Se vendre au plus offrant ?
En Alsace, autre paradoxe, la candidate MoDem, Chantal Cutajar, ex UMP, n’hésite pas à avouer son attirance pour le candidat… socialiste en ballottage favorable, Roland Ries. Pour ce qui est de Toulouse, Jean-Luc Forget ne se prononce pas encore. Entre Moudenc (UMP) et Cohen (PS) son cœur balance… Et pour couronner le tout, François Bayrou lui-même se trouve en situation délicate à Pau, où il n’est arrivé qu’en deuxième position derrière la candidate socialiste, Martine Lignières-Cassou. Difficile dans ses conditions de lancer un appel au rassemblement entre le PS et le MoDem comme Ségolène Royal, décidément fort attirée par le Béarnais, a pu le faire.

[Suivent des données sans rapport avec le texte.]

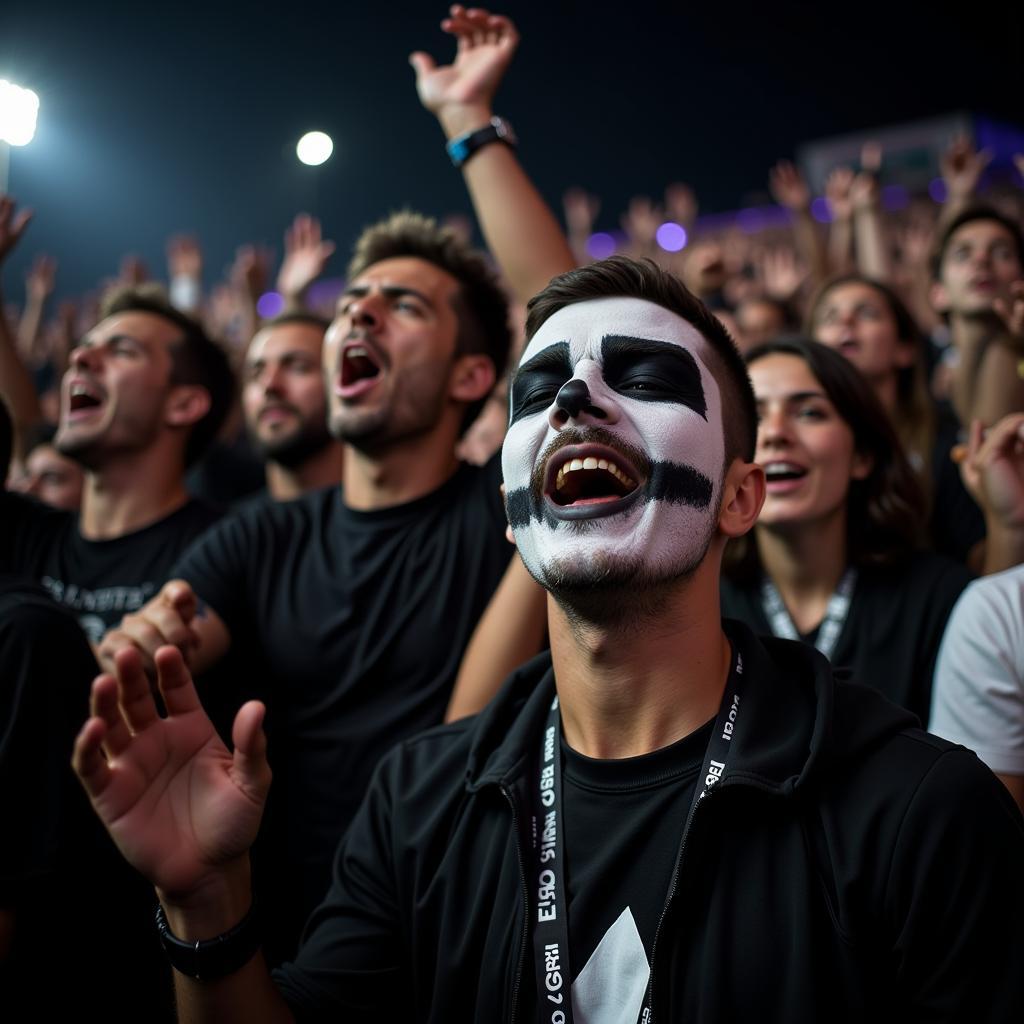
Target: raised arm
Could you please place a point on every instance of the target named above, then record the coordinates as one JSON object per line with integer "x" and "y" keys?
{"x": 305, "y": 256}
{"x": 184, "y": 811}
{"x": 15, "y": 382}
{"x": 519, "y": 228}
{"x": 790, "y": 189}
{"x": 174, "y": 616}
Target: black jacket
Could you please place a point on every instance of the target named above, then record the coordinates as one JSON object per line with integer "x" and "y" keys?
{"x": 847, "y": 867}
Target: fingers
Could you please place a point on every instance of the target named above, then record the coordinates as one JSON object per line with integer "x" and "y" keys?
{"x": 134, "y": 694}
{"x": 88, "y": 760}
{"x": 250, "y": 767}
{"x": 175, "y": 682}
{"x": 103, "y": 704}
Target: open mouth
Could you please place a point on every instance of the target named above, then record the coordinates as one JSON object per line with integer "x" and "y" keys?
{"x": 359, "y": 369}
{"x": 783, "y": 475}
{"x": 589, "y": 480}
{"x": 82, "y": 398}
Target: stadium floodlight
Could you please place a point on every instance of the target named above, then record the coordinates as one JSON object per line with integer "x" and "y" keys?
{"x": 18, "y": 110}
{"x": 314, "y": 147}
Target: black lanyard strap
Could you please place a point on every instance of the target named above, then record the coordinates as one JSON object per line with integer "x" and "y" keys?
{"x": 551, "y": 926}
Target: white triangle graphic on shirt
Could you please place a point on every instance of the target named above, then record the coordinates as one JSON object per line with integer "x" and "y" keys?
{"x": 610, "y": 988}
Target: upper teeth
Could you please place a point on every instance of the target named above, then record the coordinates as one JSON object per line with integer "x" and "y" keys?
{"x": 591, "y": 463}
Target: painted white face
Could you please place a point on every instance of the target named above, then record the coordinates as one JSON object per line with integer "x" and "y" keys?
{"x": 614, "y": 454}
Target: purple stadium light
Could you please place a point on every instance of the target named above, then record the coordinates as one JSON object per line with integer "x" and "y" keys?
{"x": 671, "y": 237}
{"x": 600, "y": 245}
{"x": 895, "y": 198}
{"x": 820, "y": 211}
{"x": 269, "y": 304}
{"x": 751, "y": 220}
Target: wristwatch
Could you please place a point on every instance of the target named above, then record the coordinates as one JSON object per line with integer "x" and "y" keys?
{"x": 214, "y": 957}
{"x": 463, "y": 146}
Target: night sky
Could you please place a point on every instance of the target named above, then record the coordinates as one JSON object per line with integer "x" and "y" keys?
{"x": 165, "y": 118}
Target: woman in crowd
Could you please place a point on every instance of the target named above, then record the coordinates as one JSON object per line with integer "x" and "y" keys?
{"x": 835, "y": 557}
{"x": 867, "y": 323}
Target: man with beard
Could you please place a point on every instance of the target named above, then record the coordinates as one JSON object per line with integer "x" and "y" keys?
{"x": 285, "y": 404}
{"x": 144, "y": 393}
{"x": 357, "y": 602}
{"x": 629, "y": 829}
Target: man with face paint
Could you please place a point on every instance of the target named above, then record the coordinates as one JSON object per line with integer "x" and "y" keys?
{"x": 662, "y": 819}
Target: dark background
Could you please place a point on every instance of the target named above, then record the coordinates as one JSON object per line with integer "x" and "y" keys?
{"x": 162, "y": 118}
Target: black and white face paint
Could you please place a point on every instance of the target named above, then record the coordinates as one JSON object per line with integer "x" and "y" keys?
{"x": 614, "y": 454}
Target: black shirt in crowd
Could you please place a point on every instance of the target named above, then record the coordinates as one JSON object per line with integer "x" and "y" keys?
{"x": 354, "y": 624}
{"x": 98, "y": 581}
{"x": 80, "y": 912}
{"x": 891, "y": 635}
{"x": 624, "y": 824}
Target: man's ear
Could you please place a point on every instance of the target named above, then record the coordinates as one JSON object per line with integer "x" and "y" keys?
{"x": 185, "y": 404}
{"x": 509, "y": 536}
{"x": 742, "y": 496}
{"x": 472, "y": 378}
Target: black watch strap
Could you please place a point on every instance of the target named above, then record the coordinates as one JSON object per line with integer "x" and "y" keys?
{"x": 497, "y": 130}
{"x": 214, "y": 957}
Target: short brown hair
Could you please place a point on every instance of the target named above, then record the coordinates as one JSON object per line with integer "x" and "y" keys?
{"x": 621, "y": 276}
{"x": 480, "y": 305}
{"x": 196, "y": 359}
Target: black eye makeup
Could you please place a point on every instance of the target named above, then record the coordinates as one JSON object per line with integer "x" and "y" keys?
{"x": 538, "y": 381}
{"x": 652, "y": 371}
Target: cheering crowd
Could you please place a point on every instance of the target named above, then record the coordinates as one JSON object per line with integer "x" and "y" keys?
{"x": 237, "y": 548}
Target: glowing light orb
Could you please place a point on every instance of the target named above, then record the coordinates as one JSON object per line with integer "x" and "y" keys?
{"x": 269, "y": 304}
{"x": 671, "y": 237}
{"x": 314, "y": 147}
{"x": 18, "y": 110}
{"x": 600, "y": 245}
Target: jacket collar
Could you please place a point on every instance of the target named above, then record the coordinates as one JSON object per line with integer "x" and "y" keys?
{"x": 784, "y": 732}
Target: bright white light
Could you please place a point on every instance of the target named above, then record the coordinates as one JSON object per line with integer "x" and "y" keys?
{"x": 18, "y": 109}
{"x": 314, "y": 147}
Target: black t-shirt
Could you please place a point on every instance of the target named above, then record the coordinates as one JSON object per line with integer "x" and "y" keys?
{"x": 80, "y": 911}
{"x": 891, "y": 635}
{"x": 624, "y": 824}
{"x": 98, "y": 581}
{"x": 357, "y": 622}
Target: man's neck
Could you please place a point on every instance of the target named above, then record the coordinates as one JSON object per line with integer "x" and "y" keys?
{"x": 806, "y": 565}
{"x": 634, "y": 688}
{"x": 321, "y": 470}
{"x": 397, "y": 474}
{"x": 127, "y": 495}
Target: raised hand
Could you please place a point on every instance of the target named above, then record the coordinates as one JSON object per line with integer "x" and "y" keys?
{"x": 184, "y": 258}
{"x": 962, "y": 166}
{"x": 181, "y": 808}
{"x": 781, "y": 272}
{"x": 12, "y": 224}
{"x": 40, "y": 280}
{"x": 788, "y": 187}
{"x": 250, "y": 272}
{"x": 461, "y": 93}
{"x": 1012, "y": 312}
{"x": 305, "y": 256}
{"x": 838, "y": 187}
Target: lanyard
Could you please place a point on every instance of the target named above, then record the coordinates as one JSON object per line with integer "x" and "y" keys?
{"x": 551, "y": 926}
{"x": 832, "y": 625}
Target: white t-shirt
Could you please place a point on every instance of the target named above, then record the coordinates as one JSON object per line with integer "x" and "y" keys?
{"x": 978, "y": 698}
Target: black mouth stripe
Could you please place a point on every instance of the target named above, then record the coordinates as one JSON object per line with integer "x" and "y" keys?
{"x": 669, "y": 481}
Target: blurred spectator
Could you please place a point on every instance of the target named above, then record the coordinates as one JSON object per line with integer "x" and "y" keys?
{"x": 53, "y": 478}
{"x": 835, "y": 557}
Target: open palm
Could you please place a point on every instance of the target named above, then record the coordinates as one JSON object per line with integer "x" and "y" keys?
{"x": 485, "y": 45}
{"x": 179, "y": 806}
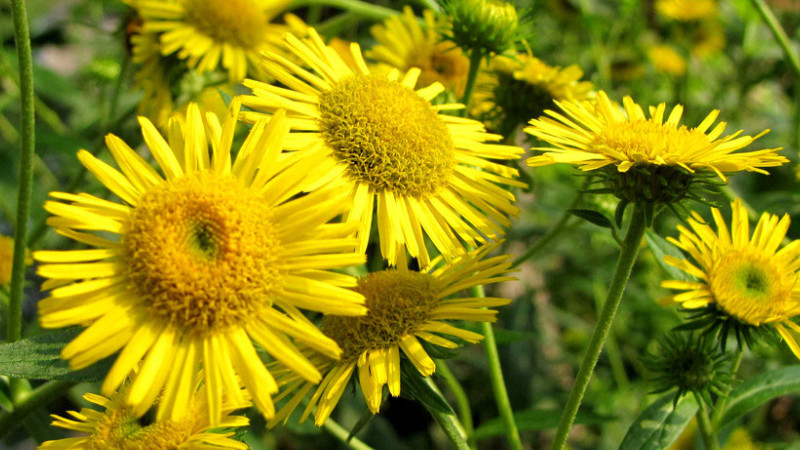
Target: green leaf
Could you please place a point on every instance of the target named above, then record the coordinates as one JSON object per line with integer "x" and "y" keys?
{"x": 534, "y": 419}
{"x": 592, "y": 216}
{"x": 37, "y": 358}
{"x": 413, "y": 386}
{"x": 661, "y": 248}
{"x": 760, "y": 389}
{"x": 660, "y": 424}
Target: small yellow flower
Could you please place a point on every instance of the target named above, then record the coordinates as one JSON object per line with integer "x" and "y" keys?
{"x": 667, "y": 60}
{"x": 686, "y": 10}
{"x": 749, "y": 278}
{"x": 429, "y": 172}
{"x": 513, "y": 91}
{"x": 404, "y": 306}
{"x": 199, "y": 263}
{"x": 210, "y": 33}
{"x": 403, "y": 43}
{"x": 596, "y": 135}
{"x": 117, "y": 427}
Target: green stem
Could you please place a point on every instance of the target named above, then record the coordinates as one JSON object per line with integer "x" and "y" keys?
{"x": 449, "y": 423}
{"x": 704, "y": 425}
{"x": 36, "y": 399}
{"x": 462, "y": 401}
{"x": 27, "y": 128}
{"x": 780, "y": 35}
{"x": 363, "y": 9}
{"x": 475, "y": 58}
{"x": 498, "y": 384}
{"x": 722, "y": 403}
{"x": 622, "y": 273}
{"x": 340, "y": 433}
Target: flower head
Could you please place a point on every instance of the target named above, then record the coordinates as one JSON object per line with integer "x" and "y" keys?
{"x": 483, "y": 26}
{"x": 512, "y": 91}
{"x": 197, "y": 264}
{"x": 746, "y": 282}
{"x": 403, "y": 43}
{"x": 644, "y": 157}
{"x": 404, "y": 307}
{"x": 429, "y": 172}
{"x": 117, "y": 427}
{"x": 210, "y": 33}
{"x": 686, "y": 10}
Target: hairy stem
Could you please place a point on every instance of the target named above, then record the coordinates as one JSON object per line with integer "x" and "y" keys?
{"x": 622, "y": 273}
{"x": 27, "y": 128}
{"x": 462, "y": 401}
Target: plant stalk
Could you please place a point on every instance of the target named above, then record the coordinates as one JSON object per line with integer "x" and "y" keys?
{"x": 622, "y": 273}
{"x": 462, "y": 401}
{"x": 27, "y": 128}
{"x": 449, "y": 423}
{"x": 498, "y": 384}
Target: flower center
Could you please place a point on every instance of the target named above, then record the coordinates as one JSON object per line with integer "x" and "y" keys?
{"x": 237, "y": 22}
{"x": 648, "y": 141}
{"x": 387, "y": 135}
{"x": 397, "y": 303}
{"x": 118, "y": 428}
{"x": 752, "y": 289}
{"x": 202, "y": 251}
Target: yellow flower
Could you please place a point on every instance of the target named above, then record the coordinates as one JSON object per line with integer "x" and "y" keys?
{"x": 210, "y": 33}
{"x": 686, "y": 10}
{"x": 596, "y": 135}
{"x": 745, "y": 277}
{"x": 194, "y": 265}
{"x": 511, "y": 92}
{"x": 667, "y": 60}
{"x": 118, "y": 428}
{"x": 404, "y": 306}
{"x": 403, "y": 43}
{"x": 429, "y": 172}
{"x": 7, "y": 259}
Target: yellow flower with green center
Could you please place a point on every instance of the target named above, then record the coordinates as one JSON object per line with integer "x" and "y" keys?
{"x": 403, "y": 43}
{"x": 404, "y": 307}
{"x": 430, "y": 172}
{"x": 637, "y": 150}
{"x": 512, "y": 91}
{"x": 210, "y": 33}
{"x": 749, "y": 278}
{"x": 686, "y": 10}
{"x": 197, "y": 264}
{"x": 117, "y": 427}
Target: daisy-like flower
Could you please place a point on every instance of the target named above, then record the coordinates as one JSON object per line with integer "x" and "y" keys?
{"x": 748, "y": 280}
{"x": 195, "y": 265}
{"x": 646, "y": 158}
{"x": 404, "y": 307}
{"x": 117, "y": 427}
{"x": 429, "y": 172}
{"x": 686, "y": 10}
{"x": 210, "y": 33}
{"x": 512, "y": 91}
{"x": 403, "y": 43}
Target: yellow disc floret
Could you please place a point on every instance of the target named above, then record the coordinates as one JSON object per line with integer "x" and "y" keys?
{"x": 202, "y": 251}
{"x": 750, "y": 287}
{"x": 398, "y": 302}
{"x": 389, "y": 136}
{"x": 237, "y": 22}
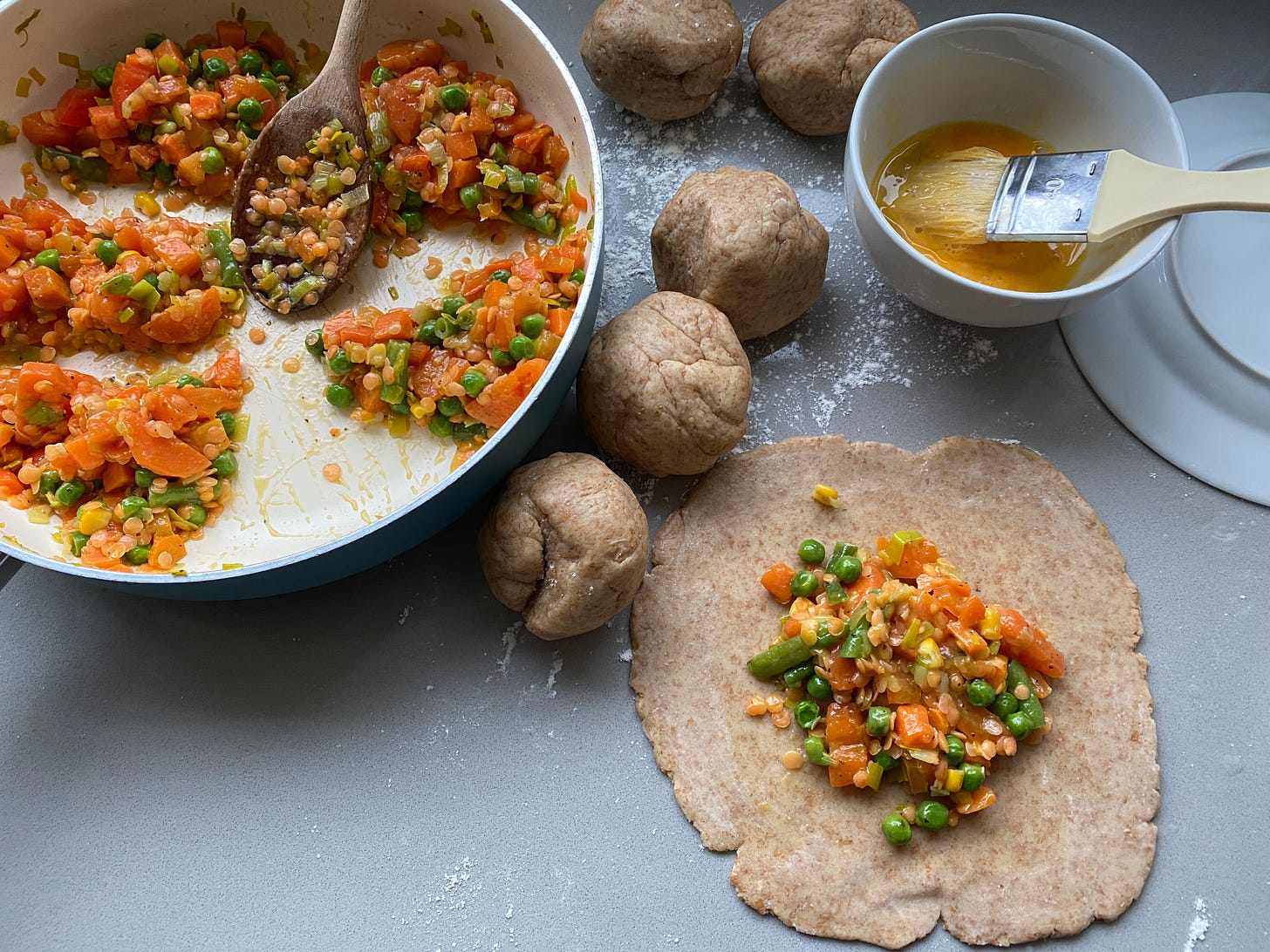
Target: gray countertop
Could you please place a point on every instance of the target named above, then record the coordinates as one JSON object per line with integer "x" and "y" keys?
{"x": 392, "y": 763}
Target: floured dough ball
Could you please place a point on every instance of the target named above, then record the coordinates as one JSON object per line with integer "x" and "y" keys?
{"x": 662, "y": 58}
{"x": 810, "y": 58}
{"x": 565, "y": 545}
{"x": 738, "y": 239}
{"x": 666, "y": 384}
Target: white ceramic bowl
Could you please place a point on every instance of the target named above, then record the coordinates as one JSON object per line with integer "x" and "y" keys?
{"x": 1041, "y": 77}
{"x": 287, "y": 527}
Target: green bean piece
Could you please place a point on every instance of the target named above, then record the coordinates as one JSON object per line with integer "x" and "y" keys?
{"x": 173, "y": 495}
{"x": 896, "y": 829}
{"x": 815, "y": 749}
{"x": 799, "y": 674}
{"x": 231, "y": 275}
{"x": 779, "y": 657}
{"x": 398, "y": 359}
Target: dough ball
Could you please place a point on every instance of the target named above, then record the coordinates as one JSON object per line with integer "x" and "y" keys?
{"x": 810, "y": 58}
{"x": 666, "y": 384}
{"x": 738, "y": 239}
{"x": 565, "y": 545}
{"x": 662, "y": 58}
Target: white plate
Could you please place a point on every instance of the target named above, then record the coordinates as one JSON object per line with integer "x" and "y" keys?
{"x": 1181, "y": 353}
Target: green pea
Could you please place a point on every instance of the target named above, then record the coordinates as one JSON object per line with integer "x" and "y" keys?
{"x": 471, "y": 195}
{"x": 137, "y": 555}
{"x": 1019, "y": 725}
{"x": 339, "y": 362}
{"x": 133, "y": 506}
{"x": 815, "y": 749}
{"x": 532, "y": 325}
{"x": 453, "y": 97}
{"x": 804, "y": 584}
{"x": 225, "y": 465}
{"x": 70, "y": 492}
{"x": 932, "y": 815}
{"x": 799, "y": 673}
{"x": 250, "y": 111}
{"x": 896, "y": 829}
{"x": 107, "y": 252}
{"x": 473, "y": 382}
{"x": 1035, "y": 712}
{"x": 212, "y": 161}
{"x": 980, "y": 693}
{"x": 877, "y": 724}
{"x": 252, "y": 64}
{"x": 215, "y": 67}
{"x": 807, "y": 714}
{"x": 521, "y": 348}
{"x": 819, "y": 688}
{"x": 846, "y": 568}
{"x": 884, "y": 760}
{"x": 339, "y": 395}
{"x": 812, "y": 553}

Des anciens élus de gauche prêts à s’allier avec l’UMP, des dissidents de la majorité qui votent socialistes, des centristes purs et durs qui lorgnent à gauche quand d’autres ne savent pas quoi en penser, autant dire que la nauséabonde semaine de marchandage politique qui s’ouvre à nous va donner bien des migraines.
En se vendant au plus offrant (ou au plus convaincant si l’on veut être moins cynique), le MoDem peut tirer son épingle du jeu et s’offrir une belle vitrine après seulement huit mois d’existence. Mais c’est à long terme que les futurs élus du parti de François Bayrou joueront leur crédibilité. Intérêts locaux et enjeux nationaux sont souvent liés, il faudra alors aux membres du MoDem pouvoir tenir une ligne en accord avec leurs idéaux et les alliances, parfois contre-natures, passés avec des partis aux idées radicalement opposées. Autant dire que le risque de se perdre est grand.
A force de vouloir être l’antithèse de tout, le MoDem prend le risque de ne représenter RIEN. Son électorat indécis, qui s’était divisé à quasi part égale entre droite et gauche lors du second tour de la présidentielle, pourrait en fin de compte expliquer la stratégie de non alignement du Mouvement Démocratique.